The main instructor was waiting with all the students and I screamed over to him that I was going to give up and that the class should just go underwater and do the test. He kept asking me why. I was mortified, my hands were frozen, and I was black and blue all over from being banged up from hitting all the rocks. He screamed out if I was just scared, and I just said yes. He told one of the instructors to stay with me. While I stayed composed, I had never been so mortified. The young instructor was around my age, and as I pulled off all of the heavy equipment, he kept asking me questions about why I wanted to scuba and if anyone in my family was into scuba and questioned why I even did it in the first place. He came off condescending and rude. I told him to have the instructor call me when he was done for the day. I was proud that I was able to reach my car before I started bawling.

When the instructor called me back later that day he told me he knew it was scary and that my equipment was not fitting well and that I could just get certified somewhere else when I went on vacation.

My Response: "Your equipment did not fit me and I did not feel safe. When I signed up for the course, I was guaranteed to leave with the certification. If you can't provide me the appropriate safe equipment, then you can give me my money back. I'm not going on vacation anytime soon, and that would cost additional money. I can do all the skills and I didn’t do anything wrong."

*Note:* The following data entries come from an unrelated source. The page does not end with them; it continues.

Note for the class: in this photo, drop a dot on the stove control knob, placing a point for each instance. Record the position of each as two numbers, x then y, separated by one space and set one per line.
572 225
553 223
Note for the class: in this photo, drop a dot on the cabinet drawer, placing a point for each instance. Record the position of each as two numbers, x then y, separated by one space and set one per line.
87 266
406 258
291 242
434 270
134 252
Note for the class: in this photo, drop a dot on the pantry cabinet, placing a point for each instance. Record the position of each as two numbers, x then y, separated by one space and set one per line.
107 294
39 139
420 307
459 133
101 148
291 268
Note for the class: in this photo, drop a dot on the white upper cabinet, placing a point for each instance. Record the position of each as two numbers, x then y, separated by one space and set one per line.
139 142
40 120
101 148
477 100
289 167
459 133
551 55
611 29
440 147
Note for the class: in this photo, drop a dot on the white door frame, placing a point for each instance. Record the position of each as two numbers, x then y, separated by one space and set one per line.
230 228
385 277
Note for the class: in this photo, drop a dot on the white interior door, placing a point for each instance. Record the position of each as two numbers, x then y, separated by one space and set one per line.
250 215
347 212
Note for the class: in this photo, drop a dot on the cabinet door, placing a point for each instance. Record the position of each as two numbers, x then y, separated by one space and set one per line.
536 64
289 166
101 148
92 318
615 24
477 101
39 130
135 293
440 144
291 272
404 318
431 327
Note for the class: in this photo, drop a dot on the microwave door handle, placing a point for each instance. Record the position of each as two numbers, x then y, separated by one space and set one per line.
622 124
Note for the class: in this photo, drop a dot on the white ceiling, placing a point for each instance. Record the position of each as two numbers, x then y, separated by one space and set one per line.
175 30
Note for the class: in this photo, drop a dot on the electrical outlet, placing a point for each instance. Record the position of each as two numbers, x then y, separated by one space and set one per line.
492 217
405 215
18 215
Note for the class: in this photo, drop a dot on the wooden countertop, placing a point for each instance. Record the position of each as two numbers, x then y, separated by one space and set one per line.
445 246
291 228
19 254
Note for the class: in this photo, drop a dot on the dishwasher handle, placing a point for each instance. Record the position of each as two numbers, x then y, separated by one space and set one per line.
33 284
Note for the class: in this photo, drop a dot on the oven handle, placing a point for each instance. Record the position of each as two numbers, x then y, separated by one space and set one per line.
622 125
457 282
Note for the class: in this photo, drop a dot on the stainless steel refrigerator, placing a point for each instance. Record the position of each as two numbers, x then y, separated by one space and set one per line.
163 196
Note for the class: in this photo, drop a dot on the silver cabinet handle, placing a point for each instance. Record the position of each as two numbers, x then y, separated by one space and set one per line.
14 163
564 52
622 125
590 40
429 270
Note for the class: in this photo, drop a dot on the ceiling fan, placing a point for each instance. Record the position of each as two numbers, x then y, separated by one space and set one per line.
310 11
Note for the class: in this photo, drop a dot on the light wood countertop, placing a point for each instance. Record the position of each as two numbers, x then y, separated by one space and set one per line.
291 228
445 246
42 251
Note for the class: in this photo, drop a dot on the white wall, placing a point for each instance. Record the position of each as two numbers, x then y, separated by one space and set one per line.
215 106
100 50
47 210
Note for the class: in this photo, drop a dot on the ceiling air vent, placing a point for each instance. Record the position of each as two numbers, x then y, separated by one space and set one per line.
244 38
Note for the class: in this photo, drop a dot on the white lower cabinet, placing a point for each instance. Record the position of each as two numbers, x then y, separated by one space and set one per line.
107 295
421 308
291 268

It was NOT safe to scuba with equipment that could suddenly fall off. People DIE scuba diving from not having appropriate gear. Not having a properly fitted wetsuit is a serious issue when diving in negative degree water. The trainer understood, and he personally took me out in the rainy cold day in late October one-on-one to get my dives over with. I was given a wetsuit that ACTUALLY fit and given a different scuba weight belt and vest. When I was finally able to scuba dive in the St. Lawrence I thought it was amazing! Out of all the classes I took at in college, I will probably remember that dive for the rest of my life.

I am officially a certified open water scuba diver!